Answer
a) The tangent line at $P$ is $y=-x+2+\frac{\pi}{2}$.
b) The horizontal tangent line at $Q$ is $y=4-\sqrt3$.
Work Step by Step
$$y=f(x)=4+\cot x-2\csc x$$
1) Find $f'(x)$: $$f'(x)=(4+\cot x-2\csc x)'=-\csc^2x+2\csc x\cot x$$ $$f'(x)=-\frac{1}{\sin^2 x}+\frac{2\cos x}{\sin^2x}=\frac{2\cos x-1}{\sin^2x}$$
a) Find the tangent line at $P(\pi/2,2)$:
We have $$f'(\frac{\pi}{2})=\frac{2\cos\frac{\pi}{2}-1}{\sin^2\frac{\pi}{2}}=\frac{2\times0-1}{1^2}=-1$$ which is also the slope of the tangent line at $P$.

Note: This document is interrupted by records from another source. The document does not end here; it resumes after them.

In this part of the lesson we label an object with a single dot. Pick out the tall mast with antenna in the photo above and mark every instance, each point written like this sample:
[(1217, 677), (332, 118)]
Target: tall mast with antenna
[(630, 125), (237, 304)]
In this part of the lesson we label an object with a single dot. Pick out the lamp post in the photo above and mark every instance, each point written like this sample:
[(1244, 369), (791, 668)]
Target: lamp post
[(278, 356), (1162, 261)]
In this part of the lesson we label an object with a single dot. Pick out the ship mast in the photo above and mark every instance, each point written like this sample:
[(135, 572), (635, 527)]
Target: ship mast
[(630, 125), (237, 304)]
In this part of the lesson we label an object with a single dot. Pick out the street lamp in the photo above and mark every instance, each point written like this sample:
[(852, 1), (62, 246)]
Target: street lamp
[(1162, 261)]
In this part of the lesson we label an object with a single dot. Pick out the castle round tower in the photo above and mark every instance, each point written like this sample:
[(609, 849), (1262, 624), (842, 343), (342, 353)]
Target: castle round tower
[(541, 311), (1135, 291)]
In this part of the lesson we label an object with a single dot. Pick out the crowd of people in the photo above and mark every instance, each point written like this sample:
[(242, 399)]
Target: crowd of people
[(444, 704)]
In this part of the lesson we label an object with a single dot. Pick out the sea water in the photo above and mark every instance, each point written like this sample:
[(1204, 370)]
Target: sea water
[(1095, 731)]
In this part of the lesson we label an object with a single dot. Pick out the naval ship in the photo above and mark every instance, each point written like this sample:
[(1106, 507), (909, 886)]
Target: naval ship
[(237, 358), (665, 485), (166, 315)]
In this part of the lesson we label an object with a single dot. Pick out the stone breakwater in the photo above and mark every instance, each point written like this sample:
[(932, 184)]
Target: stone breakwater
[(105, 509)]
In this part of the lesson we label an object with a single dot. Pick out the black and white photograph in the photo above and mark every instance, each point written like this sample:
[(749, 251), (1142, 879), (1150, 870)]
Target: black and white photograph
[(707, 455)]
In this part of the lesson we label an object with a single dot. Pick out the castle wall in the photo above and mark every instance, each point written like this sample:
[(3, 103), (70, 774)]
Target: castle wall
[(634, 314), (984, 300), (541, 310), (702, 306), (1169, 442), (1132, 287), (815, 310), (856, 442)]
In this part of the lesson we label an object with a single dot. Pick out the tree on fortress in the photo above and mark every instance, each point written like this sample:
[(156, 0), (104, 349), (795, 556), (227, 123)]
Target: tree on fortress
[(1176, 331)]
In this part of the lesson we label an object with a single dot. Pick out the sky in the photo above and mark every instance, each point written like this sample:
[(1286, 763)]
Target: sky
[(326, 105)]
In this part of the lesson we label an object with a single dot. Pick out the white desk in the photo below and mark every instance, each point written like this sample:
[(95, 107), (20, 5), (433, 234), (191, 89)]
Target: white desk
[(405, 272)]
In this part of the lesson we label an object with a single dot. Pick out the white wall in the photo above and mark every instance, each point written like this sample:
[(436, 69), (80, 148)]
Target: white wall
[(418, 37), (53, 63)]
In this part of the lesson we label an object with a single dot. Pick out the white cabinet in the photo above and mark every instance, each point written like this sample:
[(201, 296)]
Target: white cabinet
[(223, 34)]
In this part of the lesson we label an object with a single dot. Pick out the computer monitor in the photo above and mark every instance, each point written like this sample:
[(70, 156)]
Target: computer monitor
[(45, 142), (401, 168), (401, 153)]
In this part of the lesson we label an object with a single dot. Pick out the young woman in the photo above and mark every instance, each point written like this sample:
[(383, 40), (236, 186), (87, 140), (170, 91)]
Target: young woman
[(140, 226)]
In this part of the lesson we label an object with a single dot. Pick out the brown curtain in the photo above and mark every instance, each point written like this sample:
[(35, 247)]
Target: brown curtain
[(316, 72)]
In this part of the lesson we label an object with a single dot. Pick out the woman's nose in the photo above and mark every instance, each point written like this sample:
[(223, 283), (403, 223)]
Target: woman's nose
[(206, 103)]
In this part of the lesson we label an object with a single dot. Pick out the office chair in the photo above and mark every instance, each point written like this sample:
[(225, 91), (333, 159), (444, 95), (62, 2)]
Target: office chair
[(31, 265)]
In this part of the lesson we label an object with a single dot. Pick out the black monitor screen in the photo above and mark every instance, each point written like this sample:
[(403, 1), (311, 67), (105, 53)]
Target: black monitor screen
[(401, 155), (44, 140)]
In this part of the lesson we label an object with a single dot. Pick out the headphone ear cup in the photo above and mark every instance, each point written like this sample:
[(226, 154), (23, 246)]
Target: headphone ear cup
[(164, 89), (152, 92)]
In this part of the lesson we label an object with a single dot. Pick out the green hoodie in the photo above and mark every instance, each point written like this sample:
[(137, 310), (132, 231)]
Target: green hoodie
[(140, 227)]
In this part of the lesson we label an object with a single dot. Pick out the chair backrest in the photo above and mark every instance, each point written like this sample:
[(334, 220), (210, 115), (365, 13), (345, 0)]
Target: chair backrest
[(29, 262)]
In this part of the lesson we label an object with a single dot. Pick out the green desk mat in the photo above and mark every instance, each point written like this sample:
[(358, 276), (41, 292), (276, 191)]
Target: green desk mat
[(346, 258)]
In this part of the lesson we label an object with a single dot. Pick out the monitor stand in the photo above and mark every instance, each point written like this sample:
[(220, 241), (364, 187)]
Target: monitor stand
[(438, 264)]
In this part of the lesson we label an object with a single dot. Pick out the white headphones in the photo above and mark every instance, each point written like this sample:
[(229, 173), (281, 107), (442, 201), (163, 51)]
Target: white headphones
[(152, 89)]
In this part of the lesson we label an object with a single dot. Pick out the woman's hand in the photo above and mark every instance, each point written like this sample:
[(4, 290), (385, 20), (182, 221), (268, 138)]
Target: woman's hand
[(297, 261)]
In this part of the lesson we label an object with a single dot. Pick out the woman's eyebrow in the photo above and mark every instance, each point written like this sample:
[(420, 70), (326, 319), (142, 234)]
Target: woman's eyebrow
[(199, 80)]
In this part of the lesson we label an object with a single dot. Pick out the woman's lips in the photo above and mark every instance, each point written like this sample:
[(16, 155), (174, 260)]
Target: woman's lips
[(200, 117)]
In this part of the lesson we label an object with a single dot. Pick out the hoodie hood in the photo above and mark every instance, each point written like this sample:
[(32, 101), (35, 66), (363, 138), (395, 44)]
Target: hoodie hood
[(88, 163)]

So the tangent line at $P$ is $$y-2=-1(x-\frac{\pi}{2})=-x+\frac{\pi}{2}$$ $$y=-x+2+\frac{\pi}{2}$$
b) Find the horizontal tangent at $Q(a,b)$
Here, the coordinates of $Q$ are not given, so we need to find them. The clue we have is that the tangent at $Q$ is horizontal, meaning its slope will be $0$, or $$f'(a)=0$$
$$\frac{2\cos a-1}{\sin^2a}=0$$ $$2\cos a-1=0$$ $$\cos a=\frac{1}{2}$$
Comparing with the position of $Q$ on the graph, the only value of $a$ possible here is $a=\pi/3$.
$$b=f(\frac{\pi}{3})=4+\cot\frac{\pi}{3}-2\csc\frac{\pi}{3}=4+\frac{\sqrt3}{3}-\frac{2}{\sin\frac{\pi}{3}}$$ $$b=4+\frac{1}{\sqrt3}-\frac{2}{\frac{\sqrt3}{2}}=4+\frac{1}{\sqrt3}-\frac{4}{\sqrt3}=\frac{4\sqrt3-3}{\sqrt3}=4-\sqrt3$$
The tangent line at $Q(\pi/3,4-\sqrt3)$: $$y-(4-\sqrt3)=0(x-\frac{\pi}{3})=0$$ $$y=4-\sqrt3$$